1. Pour
2. Aroma
3. Flavor
4. Appearance
5. Aroma
6. Flavor
7. Mouthfeel
8. Aroma and flavor again.
9. Overall impression.
Really it all gets done simultaneously, but the important part is to immediately after pouring to capture flavor and aroma volatiles first before they dissipate, and then continue evaluating as the sample sits out.
Within that, there's a lot of techniques to pick up everything. Short sniffs. Long sniffs. Tilt the cup and sniff near the surface. Then at the top further away. Cover the cup and swirl, uncover, smell again.
Look with a flashlight in dark beers.
Little sips. Aerate it in your mouth (slurp it basically). Swirl it around coating everything. A big one is exhaling through your nose during and immediately after swallowing. Letting it sit on the palate varying amounts of time.
And so on and so forth.
So head retention and glass "lacing" play no part of judging the beer?

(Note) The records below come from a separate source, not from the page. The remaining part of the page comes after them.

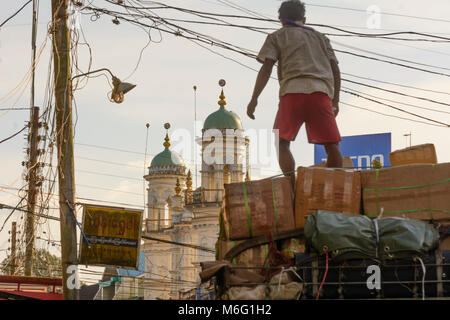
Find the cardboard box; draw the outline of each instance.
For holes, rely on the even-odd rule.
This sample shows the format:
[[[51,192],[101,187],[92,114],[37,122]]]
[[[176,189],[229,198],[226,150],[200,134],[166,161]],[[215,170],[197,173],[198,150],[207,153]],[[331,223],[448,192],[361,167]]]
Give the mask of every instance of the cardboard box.
[[[242,242],[243,241],[218,240],[218,260],[223,260],[228,251]],[[231,263],[245,267],[263,267],[264,262],[266,262],[268,252],[268,244],[250,248],[234,257]],[[260,270],[254,269],[254,271],[259,272]]]
[[[225,184],[224,224],[230,240],[294,229],[288,177]]]
[[[391,166],[408,164],[437,163],[434,144],[421,144],[410,148],[393,151],[389,154]]]
[[[359,171],[329,168],[297,168],[295,227],[303,228],[306,217],[316,210],[359,215]]]
[[[419,220],[450,219],[450,163],[361,171],[364,214]]]
[[[304,238],[290,238],[281,240],[281,252],[291,259],[295,258],[296,253],[305,252]]]
[[[326,167],[327,167],[326,161],[311,166],[311,168],[326,168]],[[344,157],[342,161],[342,167],[345,169],[354,168],[352,159],[350,157]]]

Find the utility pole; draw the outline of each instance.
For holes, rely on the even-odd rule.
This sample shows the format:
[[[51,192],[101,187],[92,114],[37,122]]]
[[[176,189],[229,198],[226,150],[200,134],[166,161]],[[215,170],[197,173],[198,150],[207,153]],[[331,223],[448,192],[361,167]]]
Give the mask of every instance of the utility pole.
[[[52,0],[53,62],[55,79],[56,144],[61,230],[61,262],[64,300],[78,300],[79,290],[68,284],[67,269],[77,264],[75,178],[73,166],[72,81],[68,0]]]
[[[11,267],[9,274],[14,275],[16,273],[17,258],[16,258],[16,222],[11,226]]]
[[[36,207],[36,183],[38,181],[38,155],[39,155],[39,108],[33,107],[31,111],[29,151],[30,157],[27,162],[27,179],[28,179],[28,214],[25,222],[25,275],[31,276],[33,265],[33,249],[34,249],[34,210]]]
[[[37,28],[37,3],[33,0],[33,20],[31,29],[31,98],[30,98],[30,134],[29,161],[27,162],[28,179],[28,215],[25,222],[25,275],[31,276],[33,266],[34,249],[34,210],[36,206],[36,183],[39,165],[37,163],[39,155],[39,108],[34,106],[34,75],[36,68],[36,28]]]

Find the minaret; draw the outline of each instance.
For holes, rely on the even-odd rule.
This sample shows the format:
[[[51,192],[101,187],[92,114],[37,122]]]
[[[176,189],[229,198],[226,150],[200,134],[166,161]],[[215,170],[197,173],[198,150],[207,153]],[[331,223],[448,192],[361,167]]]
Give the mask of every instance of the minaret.
[[[177,194],[174,186],[181,190],[185,186],[186,167],[181,156],[170,150],[170,138],[168,129],[170,124],[164,125],[166,137],[164,138],[164,150],[157,154],[151,162],[148,175],[144,179],[148,181],[148,220],[146,227],[148,231],[161,231],[171,225],[172,208],[175,204],[174,196],[179,196],[182,202],[181,194]]]
[[[249,140],[243,135],[239,116],[225,108],[227,102],[222,87],[218,105],[219,110],[210,114],[202,130],[202,190],[204,202],[221,202],[224,196],[223,185],[241,182],[244,179],[246,145]]]

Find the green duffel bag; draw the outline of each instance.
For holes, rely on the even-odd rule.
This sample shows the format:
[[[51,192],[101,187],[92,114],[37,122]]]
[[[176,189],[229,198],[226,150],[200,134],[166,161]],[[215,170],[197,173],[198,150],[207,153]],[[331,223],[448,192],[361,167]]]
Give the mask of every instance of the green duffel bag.
[[[424,257],[439,244],[439,233],[424,221],[370,219],[326,210],[307,217],[304,231],[308,252],[326,251],[336,262]]]

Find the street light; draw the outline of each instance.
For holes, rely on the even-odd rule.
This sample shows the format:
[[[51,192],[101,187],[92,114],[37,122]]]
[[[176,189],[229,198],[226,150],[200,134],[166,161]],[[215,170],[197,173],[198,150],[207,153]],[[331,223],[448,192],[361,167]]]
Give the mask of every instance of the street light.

Do judges typically take any action to cleanse their palate between beers? Is there some standard operating procedure for this that judges are expected to follow?
So head retention and glass "lacing" play no part of judging the beer?
List was (hopefully obviously) not all inclusive. Yes head retention and lacing are a part. As are legs when applicable.
Amd calibration beers are unusual around here. One group does them in the comps they organize, but most don't. I don't find them particularly useful.
And yes, water and crackers to keep the palate fresh. And proper ordering of the flight.
Lastly and most importantly......who drives you home after judging a comp?